I have many files that I would like to concatenate. Here is an example which generates those file names with some example content:
for lane in $(seq 1 4)
do
for sub in $(seq 1 8)
do
echo "sublib ${sub}, lane ${lane}, R1" > S${sub}_L00${lane}_R1.fastq.gz
echo "sublib ${sub}, lane ${lane}, R2" > S${sub}_L00${lane}_R2.fastq.gz
done
done
To concatenate these files using GNU parallel I've created the shell function below, but because these files are very large in practice, I would like enable a check which prompts the user for a "Yes" or "No" to verify the correct files are being combined before each job is executed.

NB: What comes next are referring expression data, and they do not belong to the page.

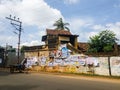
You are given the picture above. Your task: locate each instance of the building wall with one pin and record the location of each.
(37, 54)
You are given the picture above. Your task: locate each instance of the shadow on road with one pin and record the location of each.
(18, 87)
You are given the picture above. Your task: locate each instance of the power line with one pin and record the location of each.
(17, 24)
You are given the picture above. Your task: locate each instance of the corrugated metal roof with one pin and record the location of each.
(58, 32)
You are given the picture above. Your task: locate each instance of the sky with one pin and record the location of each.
(86, 18)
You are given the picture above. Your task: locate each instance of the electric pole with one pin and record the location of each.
(17, 24)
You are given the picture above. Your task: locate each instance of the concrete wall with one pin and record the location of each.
(75, 67)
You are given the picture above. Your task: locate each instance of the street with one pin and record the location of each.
(47, 81)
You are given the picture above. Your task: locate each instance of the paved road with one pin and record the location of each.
(37, 81)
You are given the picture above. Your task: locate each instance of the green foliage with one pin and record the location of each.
(103, 42)
(60, 25)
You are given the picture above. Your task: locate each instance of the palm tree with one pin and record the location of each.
(60, 25)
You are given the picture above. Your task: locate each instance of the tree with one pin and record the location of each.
(103, 42)
(60, 25)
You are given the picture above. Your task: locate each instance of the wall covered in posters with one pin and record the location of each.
(61, 60)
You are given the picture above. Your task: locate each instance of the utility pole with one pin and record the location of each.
(17, 24)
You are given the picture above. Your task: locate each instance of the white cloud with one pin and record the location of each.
(71, 1)
(32, 13)
(32, 43)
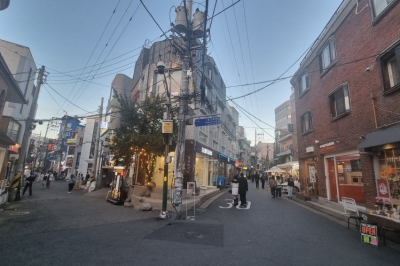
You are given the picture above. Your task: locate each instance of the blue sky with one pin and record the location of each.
(254, 41)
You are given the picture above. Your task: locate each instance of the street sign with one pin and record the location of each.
(207, 121)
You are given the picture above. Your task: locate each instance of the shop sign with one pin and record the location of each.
(311, 170)
(369, 234)
(327, 146)
(14, 148)
(383, 188)
(393, 159)
(191, 186)
(206, 151)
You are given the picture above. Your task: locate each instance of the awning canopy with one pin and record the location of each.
(380, 137)
(275, 169)
(289, 164)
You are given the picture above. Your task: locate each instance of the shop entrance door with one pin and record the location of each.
(332, 179)
(212, 172)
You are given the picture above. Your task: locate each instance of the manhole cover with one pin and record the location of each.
(19, 213)
(189, 235)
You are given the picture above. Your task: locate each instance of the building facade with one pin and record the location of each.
(347, 94)
(23, 68)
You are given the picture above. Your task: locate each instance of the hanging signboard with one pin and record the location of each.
(207, 121)
(369, 234)
(383, 188)
(311, 170)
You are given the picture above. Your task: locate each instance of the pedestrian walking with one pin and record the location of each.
(243, 188)
(272, 185)
(290, 186)
(44, 180)
(257, 179)
(235, 189)
(87, 178)
(49, 178)
(263, 178)
(71, 184)
(29, 182)
(278, 187)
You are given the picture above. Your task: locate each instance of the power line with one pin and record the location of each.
(104, 49)
(90, 57)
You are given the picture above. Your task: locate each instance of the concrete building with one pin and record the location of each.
(347, 95)
(23, 68)
(265, 153)
(9, 92)
(210, 150)
(283, 134)
(243, 151)
(286, 142)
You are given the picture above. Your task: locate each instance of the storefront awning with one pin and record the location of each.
(289, 164)
(380, 137)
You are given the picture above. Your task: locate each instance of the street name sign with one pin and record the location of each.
(210, 121)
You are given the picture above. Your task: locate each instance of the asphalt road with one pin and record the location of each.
(56, 228)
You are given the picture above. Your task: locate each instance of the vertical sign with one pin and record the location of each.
(311, 170)
(369, 234)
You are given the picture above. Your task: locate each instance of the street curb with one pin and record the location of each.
(209, 196)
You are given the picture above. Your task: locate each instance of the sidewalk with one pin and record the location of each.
(333, 211)
(156, 198)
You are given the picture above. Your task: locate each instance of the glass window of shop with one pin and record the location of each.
(206, 171)
(213, 172)
(201, 170)
(345, 178)
(389, 169)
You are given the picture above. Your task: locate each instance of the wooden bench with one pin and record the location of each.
(350, 206)
(388, 229)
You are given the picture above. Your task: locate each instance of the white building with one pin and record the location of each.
(21, 64)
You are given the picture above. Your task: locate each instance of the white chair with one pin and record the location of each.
(350, 205)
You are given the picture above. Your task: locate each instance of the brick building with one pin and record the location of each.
(347, 93)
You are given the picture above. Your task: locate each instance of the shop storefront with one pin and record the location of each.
(381, 149)
(344, 176)
(380, 152)
(208, 164)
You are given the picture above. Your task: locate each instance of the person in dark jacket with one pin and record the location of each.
(71, 183)
(257, 179)
(263, 178)
(243, 188)
(235, 189)
(28, 183)
(290, 186)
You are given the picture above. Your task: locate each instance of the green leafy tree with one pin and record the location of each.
(141, 128)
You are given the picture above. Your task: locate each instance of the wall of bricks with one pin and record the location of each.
(358, 42)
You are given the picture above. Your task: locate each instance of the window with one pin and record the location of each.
(306, 122)
(391, 70)
(304, 83)
(215, 145)
(339, 101)
(380, 5)
(328, 55)
(202, 137)
(13, 130)
(286, 117)
(283, 110)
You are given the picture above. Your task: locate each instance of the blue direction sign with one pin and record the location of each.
(210, 121)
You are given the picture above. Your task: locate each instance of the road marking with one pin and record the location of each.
(230, 205)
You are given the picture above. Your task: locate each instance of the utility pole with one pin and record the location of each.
(28, 129)
(96, 149)
(183, 106)
(167, 131)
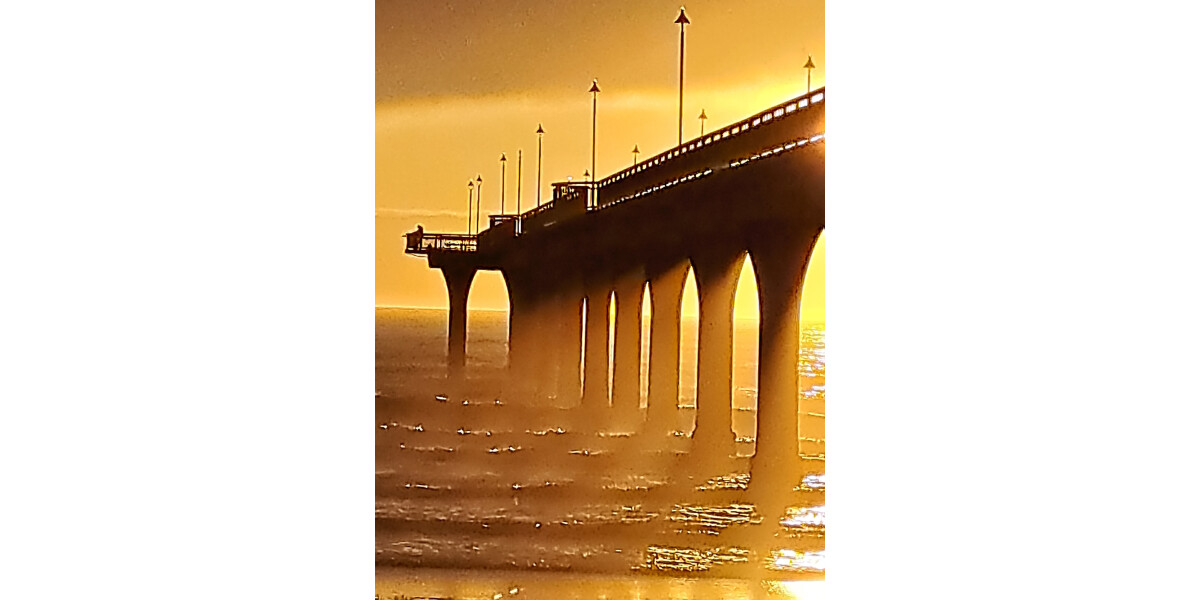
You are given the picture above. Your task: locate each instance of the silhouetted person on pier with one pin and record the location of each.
(414, 239)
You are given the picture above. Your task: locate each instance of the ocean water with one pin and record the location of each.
(479, 495)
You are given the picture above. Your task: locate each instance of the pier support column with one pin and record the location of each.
(717, 281)
(457, 287)
(666, 293)
(627, 382)
(779, 267)
(525, 297)
(569, 321)
(595, 352)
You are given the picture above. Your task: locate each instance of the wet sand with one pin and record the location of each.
(472, 585)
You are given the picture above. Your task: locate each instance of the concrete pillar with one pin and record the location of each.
(525, 336)
(569, 321)
(595, 351)
(779, 267)
(666, 293)
(628, 352)
(457, 287)
(717, 281)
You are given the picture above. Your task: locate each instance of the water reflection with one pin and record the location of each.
(467, 487)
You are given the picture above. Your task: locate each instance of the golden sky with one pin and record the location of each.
(457, 83)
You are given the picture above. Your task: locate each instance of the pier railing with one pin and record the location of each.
(783, 127)
(756, 136)
(419, 243)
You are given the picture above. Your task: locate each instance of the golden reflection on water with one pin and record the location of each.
(477, 499)
(475, 586)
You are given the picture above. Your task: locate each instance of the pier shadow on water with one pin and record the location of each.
(483, 497)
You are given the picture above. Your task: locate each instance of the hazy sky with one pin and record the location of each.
(457, 83)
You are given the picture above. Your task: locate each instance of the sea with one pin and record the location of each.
(484, 496)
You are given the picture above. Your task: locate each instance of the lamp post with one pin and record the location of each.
(594, 90)
(479, 202)
(682, 21)
(540, 132)
(810, 66)
(503, 161)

Given that parallel executes each job simultaneously, is there a way to "pause" each job while the user input "Yes" or "No" is passed serially?
export FQ_DIR="/volume-general/test-fastqs/concat-demo/"
function concat_fq () {
files=$(find ${FQ_DIR} -type f -name "${1}_L*R${2}*")

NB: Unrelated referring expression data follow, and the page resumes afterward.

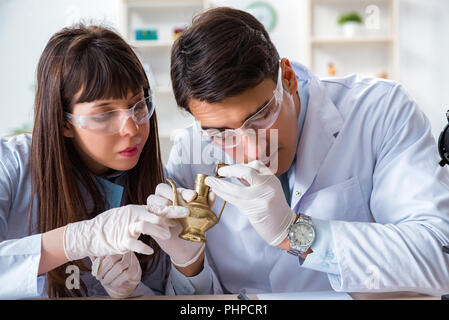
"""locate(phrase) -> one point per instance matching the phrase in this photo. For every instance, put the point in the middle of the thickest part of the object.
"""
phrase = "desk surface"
(355, 296)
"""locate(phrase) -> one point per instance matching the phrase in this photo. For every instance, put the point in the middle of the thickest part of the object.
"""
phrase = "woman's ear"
(288, 76)
(68, 130)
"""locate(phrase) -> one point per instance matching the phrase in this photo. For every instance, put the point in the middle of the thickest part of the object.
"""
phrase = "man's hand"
(182, 253)
(262, 200)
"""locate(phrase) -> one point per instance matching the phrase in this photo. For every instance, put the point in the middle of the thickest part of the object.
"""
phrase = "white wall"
(424, 56)
(26, 26)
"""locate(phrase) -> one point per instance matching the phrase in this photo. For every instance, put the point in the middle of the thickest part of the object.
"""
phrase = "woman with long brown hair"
(77, 187)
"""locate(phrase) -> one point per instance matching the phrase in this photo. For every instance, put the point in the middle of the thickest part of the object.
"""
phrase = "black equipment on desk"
(443, 149)
(443, 143)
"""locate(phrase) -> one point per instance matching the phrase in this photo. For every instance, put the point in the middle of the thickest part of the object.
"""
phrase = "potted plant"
(350, 22)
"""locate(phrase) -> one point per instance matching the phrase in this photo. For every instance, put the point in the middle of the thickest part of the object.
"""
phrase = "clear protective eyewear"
(262, 119)
(112, 122)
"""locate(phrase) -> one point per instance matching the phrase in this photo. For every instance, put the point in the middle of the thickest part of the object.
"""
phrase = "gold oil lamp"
(201, 218)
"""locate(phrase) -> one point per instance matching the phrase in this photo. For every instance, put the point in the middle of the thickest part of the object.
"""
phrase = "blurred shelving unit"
(371, 51)
(161, 16)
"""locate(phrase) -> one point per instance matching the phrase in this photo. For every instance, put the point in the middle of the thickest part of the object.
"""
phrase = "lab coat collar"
(321, 127)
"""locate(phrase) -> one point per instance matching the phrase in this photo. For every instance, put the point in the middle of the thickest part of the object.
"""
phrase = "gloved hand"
(119, 274)
(182, 252)
(116, 231)
(263, 200)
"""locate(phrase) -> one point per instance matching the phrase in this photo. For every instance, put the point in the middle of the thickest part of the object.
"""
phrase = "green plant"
(350, 17)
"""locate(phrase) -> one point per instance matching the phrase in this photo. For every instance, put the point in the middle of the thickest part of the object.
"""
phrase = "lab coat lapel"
(321, 127)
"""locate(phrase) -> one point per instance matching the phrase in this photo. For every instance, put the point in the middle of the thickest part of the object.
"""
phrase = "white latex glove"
(118, 274)
(116, 231)
(182, 252)
(263, 200)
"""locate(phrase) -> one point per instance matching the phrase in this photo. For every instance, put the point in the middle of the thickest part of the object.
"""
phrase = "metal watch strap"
(301, 218)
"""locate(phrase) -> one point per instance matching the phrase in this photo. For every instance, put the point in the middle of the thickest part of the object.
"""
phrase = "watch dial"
(303, 235)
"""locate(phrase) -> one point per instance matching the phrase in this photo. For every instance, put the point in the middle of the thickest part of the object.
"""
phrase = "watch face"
(302, 234)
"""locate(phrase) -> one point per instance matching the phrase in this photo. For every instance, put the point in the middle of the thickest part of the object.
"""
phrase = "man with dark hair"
(341, 174)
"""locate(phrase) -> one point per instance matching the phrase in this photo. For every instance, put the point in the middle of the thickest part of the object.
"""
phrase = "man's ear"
(68, 130)
(288, 76)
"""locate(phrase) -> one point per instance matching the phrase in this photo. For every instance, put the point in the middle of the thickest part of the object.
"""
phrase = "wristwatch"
(301, 235)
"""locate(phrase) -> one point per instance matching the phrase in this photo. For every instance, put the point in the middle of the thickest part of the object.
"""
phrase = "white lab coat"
(366, 162)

printf "Files to concatenate:\n$files\n\n"
read -p "Proceed? [y/n]?" yn
case $yn in
[Yy]* ) cat "$files" > ${FQ_DIR}${1}_cat_R${2}.fastq.gz;;
[Nn]* ) echo "Aborting.";;
esac
}
export -f concat_fq
# example run
parallel -k --lb concat_fq {} ::: S1 S2 ::: 1 2
CodePudding user response:
GNU Parallel has very limited support for interactive programs.
You may use --interactive
to make GNU Parallel prompt you if a job should run or not.